Films by Holt and Smithson on view at The Museum of Modern Art
Currently on view at The Museum of Modern Art, New York, are three films by Nancy Holt and Robert Smithson: Spiral Jetty (1970), Swamp (1971), and Sun Tunnels (1978). The presentation is located on Floor 4, in collection gallery 411 of the David Geffen Wing.
“It appears that abstraction and nature are merging in art, and the synthesizer is the camera,” Robert Smithson wrote in 1971. Smithson and Nancy Holt, partners in life and art, were among a generation of American artists who expanded art beyond the gallery. Celebrating a recent gift from Holt/Smithson Foundation, this presentation of films from the 1970s conveys the artists’ embrace of the moving image as a natural extension of their engagement with place, perception, and the passage of time.
In filming their earthworks in the American West, the artists explore ways of seeing through the medium’s core properties.
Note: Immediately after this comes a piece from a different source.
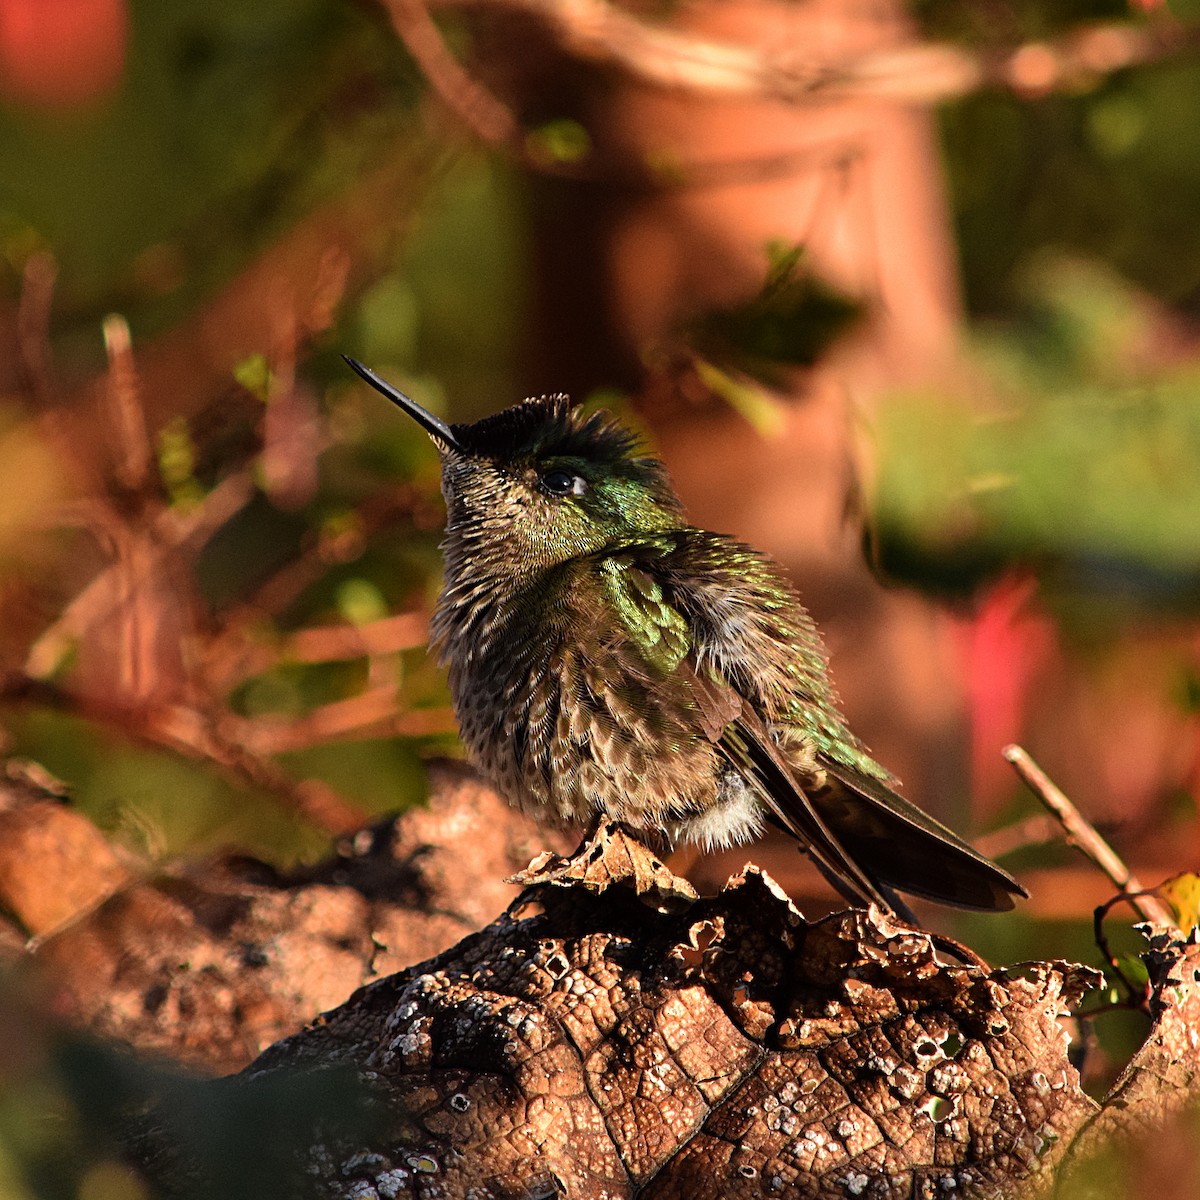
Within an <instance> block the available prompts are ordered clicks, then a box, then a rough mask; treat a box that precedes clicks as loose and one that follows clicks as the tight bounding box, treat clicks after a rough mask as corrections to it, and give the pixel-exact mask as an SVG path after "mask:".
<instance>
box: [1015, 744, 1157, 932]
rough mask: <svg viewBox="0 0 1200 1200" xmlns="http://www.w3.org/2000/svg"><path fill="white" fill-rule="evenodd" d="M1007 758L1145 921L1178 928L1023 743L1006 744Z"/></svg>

Spiral Jetty’s fragmentary editing encapsulates Smithson’s fascination with geological time, while Holt’s long takes in Sun Tunnels deepen her work’s resonance as a viewing device framing a desert landscape. In the collaborative film Swamp, a 16mm camera becomes a proxy for the encounter with a place. The pair’s call-and-response across New Jersey’s grassy wetlands resulted in what Holt called the “concretization of perception.”